As the State government, which holds 100% equity stake in GIFT City, expands the limits of the city to nearly 3,400 acres in the next few years, many out-of-town real estate developers — Sobha, Hiranandani, Raheja, among others — and a host of locals like Zaveri are showing interest.
An evolving culture
Gujarat, with its 1,660-km-long coastline, has India’s largest private sector port in Mundra, owned by the Adani Group, and the largest cargo-handling port in the country in Kandla. It is a logistics hub and has renewable energy sites, oil refineries, and a strong petrochemical presence. The State’s workforce is geared towards these industries, along with textiles and diamonds, all labour-intensive, with not much of a service sector focus. It is neither an information technology hub nor a financial services centre.
“While Bengaluru and Hyderabad are known for their IT sector, GIFT City’s transformative impact is poised to transcend industry boundaries and be industry-agnostic,” says Deep Vadodaria, 39, the CEO of Nila Spaces, a property developer with a focus on the city’s residences.

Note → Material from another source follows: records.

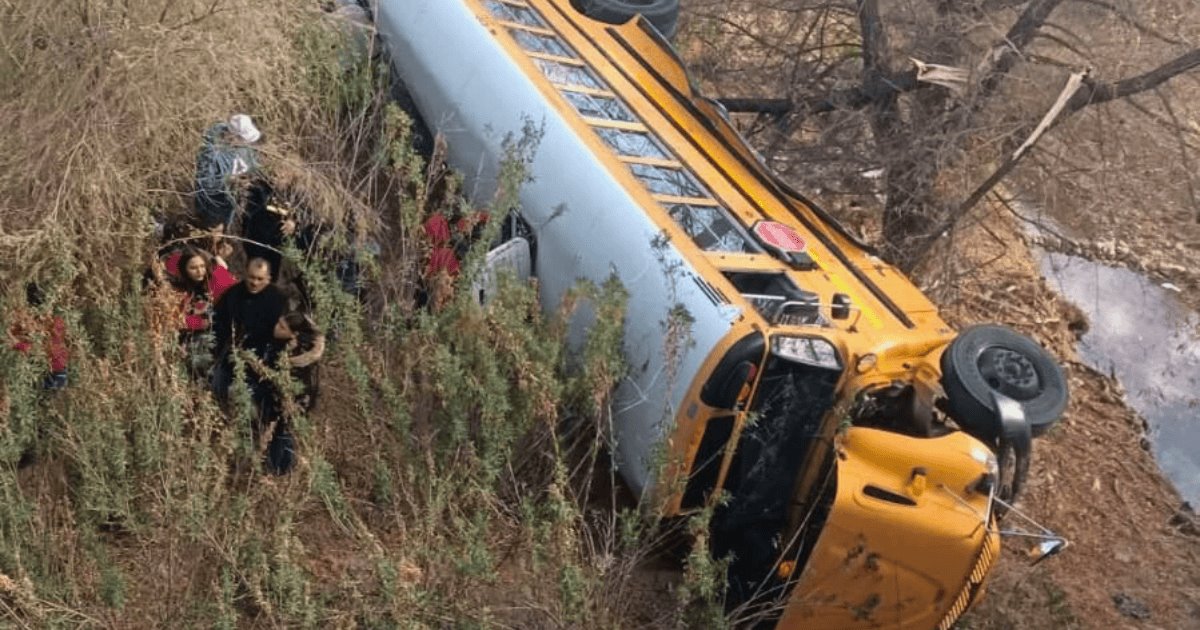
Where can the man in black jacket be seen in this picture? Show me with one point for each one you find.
(245, 318)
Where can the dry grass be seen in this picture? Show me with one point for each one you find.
(105, 103)
(431, 490)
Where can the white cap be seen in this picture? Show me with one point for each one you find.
(244, 127)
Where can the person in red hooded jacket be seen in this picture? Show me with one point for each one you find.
(28, 325)
(202, 282)
(448, 246)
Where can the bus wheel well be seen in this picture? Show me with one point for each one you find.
(664, 15)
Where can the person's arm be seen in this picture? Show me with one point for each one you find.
(222, 321)
(312, 355)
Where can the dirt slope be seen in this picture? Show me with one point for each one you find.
(1132, 562)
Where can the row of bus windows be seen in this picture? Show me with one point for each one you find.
(709, 225)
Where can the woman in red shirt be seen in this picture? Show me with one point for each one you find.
(202, 285)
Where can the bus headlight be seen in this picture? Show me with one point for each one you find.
(808, 351)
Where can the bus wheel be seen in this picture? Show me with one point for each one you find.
(663, 13)
(989, 358)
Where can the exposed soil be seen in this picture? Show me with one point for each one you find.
(1134, 559)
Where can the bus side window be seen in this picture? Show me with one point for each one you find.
(707, 465)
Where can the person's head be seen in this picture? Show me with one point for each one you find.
(258, 275)
(193, 267)
(293, 324)
(34, 295)
(243, 129)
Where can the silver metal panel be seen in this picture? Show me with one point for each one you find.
(587, 225)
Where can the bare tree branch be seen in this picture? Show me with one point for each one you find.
(1003, 55)
(1096, 93)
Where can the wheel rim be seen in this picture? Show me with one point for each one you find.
(1009, 373)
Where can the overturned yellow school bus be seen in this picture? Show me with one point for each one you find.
(853, 433)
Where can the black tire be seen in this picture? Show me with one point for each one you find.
(989, 358)
(664, 15)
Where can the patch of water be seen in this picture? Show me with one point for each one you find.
(1151, 343)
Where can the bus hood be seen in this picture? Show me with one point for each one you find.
(907, 543)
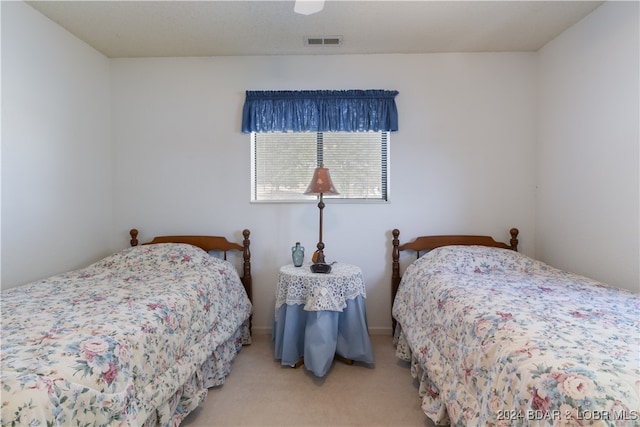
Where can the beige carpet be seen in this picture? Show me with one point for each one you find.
(261, 392)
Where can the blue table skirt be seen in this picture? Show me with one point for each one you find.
(319, 335)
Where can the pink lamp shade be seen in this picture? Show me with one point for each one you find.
(321, 182)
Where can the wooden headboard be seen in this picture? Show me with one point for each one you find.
(427, 243)
(211, 243)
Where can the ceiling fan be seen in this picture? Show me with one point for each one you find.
(308, 7)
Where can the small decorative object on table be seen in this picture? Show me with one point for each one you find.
(297, 253)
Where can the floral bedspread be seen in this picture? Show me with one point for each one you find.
(498, 339)
(133, 339)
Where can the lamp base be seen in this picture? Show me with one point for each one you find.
(320, 268)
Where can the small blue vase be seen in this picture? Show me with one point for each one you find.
(297, 253)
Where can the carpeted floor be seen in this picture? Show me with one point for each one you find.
(261, 392)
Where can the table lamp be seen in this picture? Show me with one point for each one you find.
(320, 184)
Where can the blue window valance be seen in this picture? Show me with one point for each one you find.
(320, 111)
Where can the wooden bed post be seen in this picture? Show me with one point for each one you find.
(514, 238)
(246, 271)
(134, 237)
(395, 273)
(247, 281)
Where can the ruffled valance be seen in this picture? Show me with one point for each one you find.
(320, 111)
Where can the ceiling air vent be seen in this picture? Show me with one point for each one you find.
(323, 41)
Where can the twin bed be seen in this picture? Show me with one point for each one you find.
(133, 339)
(496, 338)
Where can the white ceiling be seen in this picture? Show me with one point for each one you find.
(240, 27)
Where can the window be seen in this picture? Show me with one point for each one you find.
(283, 164)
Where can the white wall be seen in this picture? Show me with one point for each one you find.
(462, 161)
(56, 166)
(588, 149)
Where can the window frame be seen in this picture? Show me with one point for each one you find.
(385, 142)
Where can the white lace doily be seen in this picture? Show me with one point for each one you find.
(317, 291)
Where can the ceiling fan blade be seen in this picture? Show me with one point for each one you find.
(308, 7)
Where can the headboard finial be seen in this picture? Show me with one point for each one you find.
(134, 237)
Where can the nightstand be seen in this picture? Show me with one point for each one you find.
(321, 316)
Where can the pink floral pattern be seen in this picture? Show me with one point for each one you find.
(134, 339)
(496, 338)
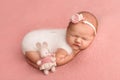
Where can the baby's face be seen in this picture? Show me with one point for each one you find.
(79, 36)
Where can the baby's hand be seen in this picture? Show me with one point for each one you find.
(38, 62)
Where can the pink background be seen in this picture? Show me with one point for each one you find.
(101, 61)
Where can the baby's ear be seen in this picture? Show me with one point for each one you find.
(38, 45)
(45, 45)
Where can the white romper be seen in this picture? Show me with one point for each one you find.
(56, 38)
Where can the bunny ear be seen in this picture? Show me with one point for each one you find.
(38, 45)
(45, 44)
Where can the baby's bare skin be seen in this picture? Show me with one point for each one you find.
(78, 36)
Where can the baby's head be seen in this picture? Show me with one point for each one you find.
(81, 30)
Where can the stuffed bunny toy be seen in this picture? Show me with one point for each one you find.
(48, 60)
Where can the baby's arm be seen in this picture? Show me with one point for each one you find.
(62, 57)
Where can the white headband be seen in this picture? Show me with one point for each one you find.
(79, 17)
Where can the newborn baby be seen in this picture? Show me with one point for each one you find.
(65, 43)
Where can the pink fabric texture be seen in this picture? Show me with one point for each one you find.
(46, 59)
(101, 61)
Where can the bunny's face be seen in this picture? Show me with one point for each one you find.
(44, 52)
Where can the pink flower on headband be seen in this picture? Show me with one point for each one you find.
(76, 18)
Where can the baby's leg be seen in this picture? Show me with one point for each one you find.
(33, 56)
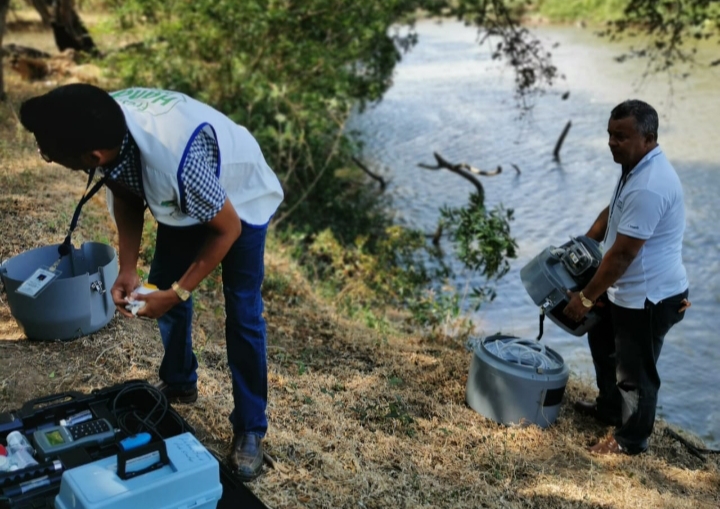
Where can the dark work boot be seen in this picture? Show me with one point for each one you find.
(246, 456)
(590, 408)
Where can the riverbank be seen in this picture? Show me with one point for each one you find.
(359, 417)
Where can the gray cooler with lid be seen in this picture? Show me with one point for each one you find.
(516, 381)
(557, 269)
(76, 303)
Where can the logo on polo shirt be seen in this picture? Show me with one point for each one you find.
(148, 100)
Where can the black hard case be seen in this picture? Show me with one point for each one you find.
(104, 403)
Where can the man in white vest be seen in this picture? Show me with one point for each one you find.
(206, 182)
(640, 287)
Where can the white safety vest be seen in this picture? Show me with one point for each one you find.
(164, 125)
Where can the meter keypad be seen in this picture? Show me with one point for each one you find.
(89, 428)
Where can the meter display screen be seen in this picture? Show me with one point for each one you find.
(55, 438)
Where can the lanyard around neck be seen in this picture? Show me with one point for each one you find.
(66, 247)
(621, 184)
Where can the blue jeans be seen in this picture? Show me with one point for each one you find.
(625, 347)
(242, 274)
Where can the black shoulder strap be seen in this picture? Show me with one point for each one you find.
(66, 247)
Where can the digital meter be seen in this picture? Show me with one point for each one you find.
(51, 441)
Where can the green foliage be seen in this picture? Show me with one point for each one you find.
(482, 239)
(591, 10)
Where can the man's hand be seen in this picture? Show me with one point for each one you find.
(124, 285)
(575, 310)
(157, 303)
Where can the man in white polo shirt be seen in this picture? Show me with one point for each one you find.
(641, 287)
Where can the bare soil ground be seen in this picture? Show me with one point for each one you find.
(358, 417)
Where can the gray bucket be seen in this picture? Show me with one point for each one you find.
(75, 304)
(516, 381)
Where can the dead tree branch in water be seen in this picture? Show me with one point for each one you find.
(467, 172)
(464, 170)
(558, 145)
(372, 175)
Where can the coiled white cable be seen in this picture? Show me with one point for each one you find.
(522, 352)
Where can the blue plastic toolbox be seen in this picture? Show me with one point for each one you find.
(128, 407)
(176, 472)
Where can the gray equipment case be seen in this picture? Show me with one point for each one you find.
(512, 388)
(75, 304)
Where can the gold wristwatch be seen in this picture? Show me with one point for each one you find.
(182, 293)
(586, 302)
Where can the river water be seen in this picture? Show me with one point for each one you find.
(449, 96)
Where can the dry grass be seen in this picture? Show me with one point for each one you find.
(357, 418)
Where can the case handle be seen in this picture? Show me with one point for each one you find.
(125, 456)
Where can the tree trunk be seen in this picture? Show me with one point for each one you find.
(4, 5)
(69, 30)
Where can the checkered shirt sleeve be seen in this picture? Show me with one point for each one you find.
(204, 196)
(127, 170)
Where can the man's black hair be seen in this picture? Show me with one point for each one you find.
(646, 119)
(73, 119)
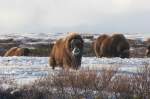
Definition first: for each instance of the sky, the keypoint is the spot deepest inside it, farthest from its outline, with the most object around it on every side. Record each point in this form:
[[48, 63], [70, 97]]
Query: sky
[[37, 16]]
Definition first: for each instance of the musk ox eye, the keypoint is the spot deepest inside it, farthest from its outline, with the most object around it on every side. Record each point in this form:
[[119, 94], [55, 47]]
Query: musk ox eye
[[75, 43]]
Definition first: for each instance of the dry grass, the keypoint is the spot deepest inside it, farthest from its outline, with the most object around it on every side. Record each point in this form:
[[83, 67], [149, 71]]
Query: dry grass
[[104, 84]]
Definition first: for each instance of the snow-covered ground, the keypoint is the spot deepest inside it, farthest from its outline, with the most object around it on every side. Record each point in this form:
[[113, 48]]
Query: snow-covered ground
[[26, 69]]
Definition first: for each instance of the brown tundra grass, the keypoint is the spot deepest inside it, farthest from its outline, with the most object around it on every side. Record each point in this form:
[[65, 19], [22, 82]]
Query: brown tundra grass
[[87, 84]]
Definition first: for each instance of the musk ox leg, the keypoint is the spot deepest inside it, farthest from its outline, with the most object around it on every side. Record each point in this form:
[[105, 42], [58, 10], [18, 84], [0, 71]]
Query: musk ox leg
[[52, 62]]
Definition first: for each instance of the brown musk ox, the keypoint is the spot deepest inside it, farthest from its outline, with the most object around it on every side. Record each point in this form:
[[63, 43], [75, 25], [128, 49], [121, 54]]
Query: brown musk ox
[[147, 53], [111, 46], [16, 51], [67, 52]]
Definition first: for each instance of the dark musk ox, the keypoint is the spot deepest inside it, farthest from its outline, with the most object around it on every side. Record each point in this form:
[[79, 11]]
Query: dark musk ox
[[111, 46], [147, 51], [16, 51], [67, 52]]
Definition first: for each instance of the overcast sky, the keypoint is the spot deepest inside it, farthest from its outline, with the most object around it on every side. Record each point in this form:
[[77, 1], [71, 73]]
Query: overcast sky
[[74, 15]]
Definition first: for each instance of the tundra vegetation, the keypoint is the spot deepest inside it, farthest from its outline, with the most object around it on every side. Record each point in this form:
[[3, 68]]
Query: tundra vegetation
[[107, 83]]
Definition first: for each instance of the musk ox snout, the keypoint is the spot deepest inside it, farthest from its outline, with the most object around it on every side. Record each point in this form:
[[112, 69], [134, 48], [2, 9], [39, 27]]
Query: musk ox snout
[[76, 51]]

He gives the example of Australia-based Deakin University’s first-ever international campus coming up here. He feels diverse industries and businesses will stimulate economic growth, spur innovation, and create jobs. “The potential for GIFT City to redefine the socio-economic landscape of Gujarat is palpable,” Vadodaria says, adding that the people entering the State will also make it more rounded in its work culture too, rather than just having a single IT identity.
Janak Thakor is a realtor and member of the Ahmedabad district panchayat. “Prices have skyrocketed in just a few years,” he says. “People of this area would never have thought that one acre of their land would go for ₹10 crore [up from ₹25 lakh-₹30 lakh],” he adds.
Thakor talks to residents of Lavarpur village outside GIFT City about rising land prices. Many want to sell, given the escalation, so that they can settle down to a life that does not involve the hard labour of farming bajra and toor dal.
Just a couple of kilometres away, but in a different world, in the GIFT City club restaurant, Lalitsinh Thakor, 49, a local politician and jeweller who dabbles in land brokering, waves his hands around saying, “There was nothing here 20 years ago. It was barren, uneven riverbank land. We never used to visit this part from our village, Dabhoda, just a few kilometres from here. Look at it today. Sitting here you feel you’re not in Gujarat but in Mumbai or Dubai. Look at the tall buildings that have come up and taller ones being built.”
Saurabh (name changed to protect identity), the waiter at the glass-fronted club, says with a broad smile, “Maybe the next time you come, you can have a beer or a whisky.”
The security guard from Uttar Pradesh is delighted. The annual Filmfare Awards will be held here on January 28. “All the top Bollywood celebrities will come for it. The whole of Mumbai will be here and GIFT will become another Bombay!”